Jobless Claims Hold Below 300,000 for 12th Week
Applications for U.S. jobless benefits remained below 300,000 for the 12th straight week, signaling the labor market remains firm even as the economy has been slow to rebound from a first-quarter slump.
Jobless claims increased by 7,000 to 282,000 in the week ended May 23, a Labor Department report showed May 28. The median forecast of 51 economists surveyed by Bloomberg News called for 270,000. Readings this low typically coincide with healthy levels of hiring.
Persistently low firings signal managers are planning for at least steady business demand. As joblessness approaches the Federal Reserve’s definition of full employment, employers might be pressured to boost paychecks in order to retain and attract workers.
“The firing side of the equation has pretty much run its course in terms of recovering to normal,” said Jacob Oubina, a senior U.S. economist at RBC Capital Markets in New York, whose projection for 280,000 claims was among the closest in the Bloomberg survey. “The unemployment rate should continue to decline, and wage pressures on the back of that should firm up.”
Estimates in the Bloomberg survey for jobless claims ranged from 265,000 to 285,000. The Labor Department revised the prior week’s reading to 275,000 from an initially reported 274,000.
No states were estimated last week, and nothing unusual was in the data, a Labor Department spokesman said as the report was released.
The four-week average of claims, a less-volatile measure than the weekly figure, climbed to 271,500 from a 15-year low of 266,500 the prior week.
The number of people continuing to receive jobless benefits increased by 11,000 to 2.22 million in the week ended May 16.
The unemployment rate among people eligible for benefits rose to 1.7% from 1.6%. These data are reported with a one-week lag.

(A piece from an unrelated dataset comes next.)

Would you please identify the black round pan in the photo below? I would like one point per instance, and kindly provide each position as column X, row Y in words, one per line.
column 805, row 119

Job gains have been slow to rebound after a weaker start to the year, rising by 223,000 in April after 85,000 the prior month that was the lowest since June 2012.

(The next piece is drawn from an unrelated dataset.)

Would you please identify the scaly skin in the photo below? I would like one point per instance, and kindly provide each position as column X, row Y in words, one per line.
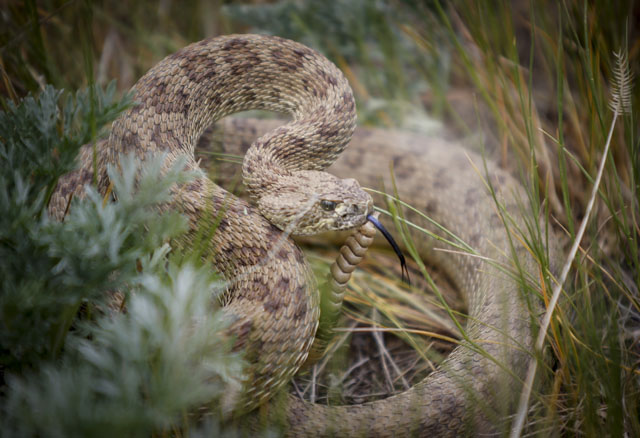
column 272, row 296
column 473, row 391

Payroll increases have averaged 193,750 a month in 2015 after a 259,670 average last year that was the best since 1999.
A steadily improving labor market is among things construction equipment maker Deere & Co. sees contributing to a brighter economic outlook.
“The economy continues to move forward,” Susan Karlix, manager of investor communications at the Moline, Illinois-based company, said on a May 22 earnings call. “GDP growth is improving, unemployment is falling, construction hiring is on the increase and housing starts are expected to exceed 1 million units this year.”

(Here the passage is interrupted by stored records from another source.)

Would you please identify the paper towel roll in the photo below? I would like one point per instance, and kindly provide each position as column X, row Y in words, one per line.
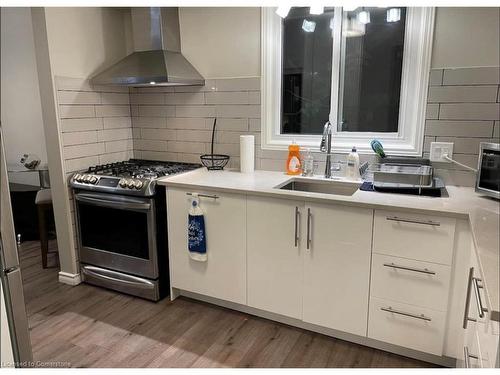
column 247, row 153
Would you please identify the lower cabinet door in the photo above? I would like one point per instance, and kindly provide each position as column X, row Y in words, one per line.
column 337, row 251
column 223, row 275
column 410, row 326
column 274, row 262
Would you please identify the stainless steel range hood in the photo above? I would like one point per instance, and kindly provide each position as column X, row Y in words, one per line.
column 157, row 58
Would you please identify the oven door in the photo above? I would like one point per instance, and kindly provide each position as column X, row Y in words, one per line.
column 117, row 232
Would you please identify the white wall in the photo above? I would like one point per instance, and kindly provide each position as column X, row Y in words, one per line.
column 466, row 37
column 21, row 110
column 6, row 354
column 83, row 40
column 222, row 42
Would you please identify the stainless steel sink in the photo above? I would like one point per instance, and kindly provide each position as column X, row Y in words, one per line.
column 319, row 186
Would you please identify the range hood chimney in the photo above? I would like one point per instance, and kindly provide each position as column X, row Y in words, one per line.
column 157, row 58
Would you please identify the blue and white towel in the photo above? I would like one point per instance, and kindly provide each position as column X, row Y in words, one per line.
column 197, row 240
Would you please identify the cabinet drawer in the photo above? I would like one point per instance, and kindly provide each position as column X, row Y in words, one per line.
column 414, row 236
column 408, row 326
column 410, row 281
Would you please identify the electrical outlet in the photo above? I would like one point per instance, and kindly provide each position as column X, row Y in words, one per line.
column 439, row 149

The world’s largest economy is crawling out of a first-quarter slump, when it barely expanded amid a stronger dollar, severe weather and a labor dispute at West Coast ports.
Gross domestic product increased at a 0.2% pace in the first three months of the year, Commerce Department data show.
The government’s revised estimate probably will indicate growth contracted at a 0.8% rate, according to the median estimate in a Bloomberg survey ahead of the May 29 release.
Jobless claims have been a rare, reliably positive indicator as the economy struggles to gain traction in the second quarter.
Economic data are showing more signs of momentum after a string of disappointing figures pushed the Bloomberg Economic Surprise Index this month to its lowest level of the expansion earlier.